Después de quince años, el movimiento fílmico conocido como Dogme 95 está casi completamente enterrado. La utopía de un cine completamente veraz, regido por una serie de estrictas normas que pretendían proteger la pureza de las cintas, ha quedado casi completamente olvidada y si acaso se recuerda con cierta nostalgia.
Después de la absolutamente perfecta Festen, la carrera de Thomas Vinterberg tomó un giro creativo inesperado y decadente, sin embargo, dejando de lado tres películas bastante olvidables, el realizador danés regresa para demostrar que su fama de joven genio no era gratuita.
Primero que nada, debo decir que el desarrollo de Submarino es absolutamente fascinante. Pensado milimétricamente, el guión del filme suelta pequeños pedazos de información, que poco a poco dan forma al gran cosmos de desolación y miseria que envuelve la historia de los dos hermanos protagonistas, que después de años de separación volverán a encontrarse en la cara más paupérrima y decadente de Dinamarca.

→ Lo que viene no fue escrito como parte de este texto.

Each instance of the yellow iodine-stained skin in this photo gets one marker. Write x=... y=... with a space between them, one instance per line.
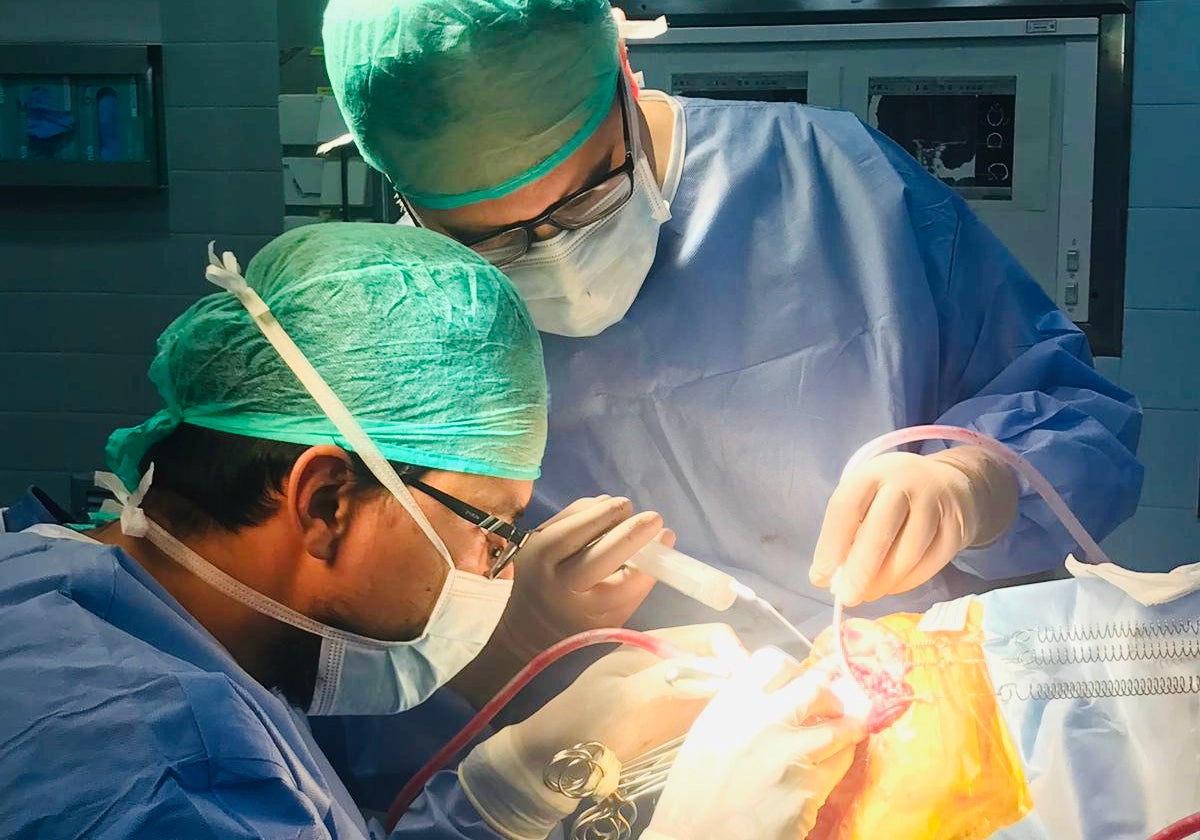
x=948 y=768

Submarino es la película más impactante que he visto en lo que va del año. La intensa disección familiar y social que Vinterberg plantea en este relato es verdaderamente desoladora, negándose en todo momento a condenar las atrocidades que vemos en pantalla, para ubicarlas en un contexto objetivo que permite analizar la terrible soledad y deshumanización en la que se encuentra inmerso el hombre moderno.
Histriónicamente la película es sobresaliente y nos descubre el talento de dos extraordinarios actores hasta ahora desconocidos para mí, Peter Plaugborg y Jakob Cedergren, que merecerían cosechar algún premio por sus interpretaciones protagónicas cargadas de una emotividad desgarradora.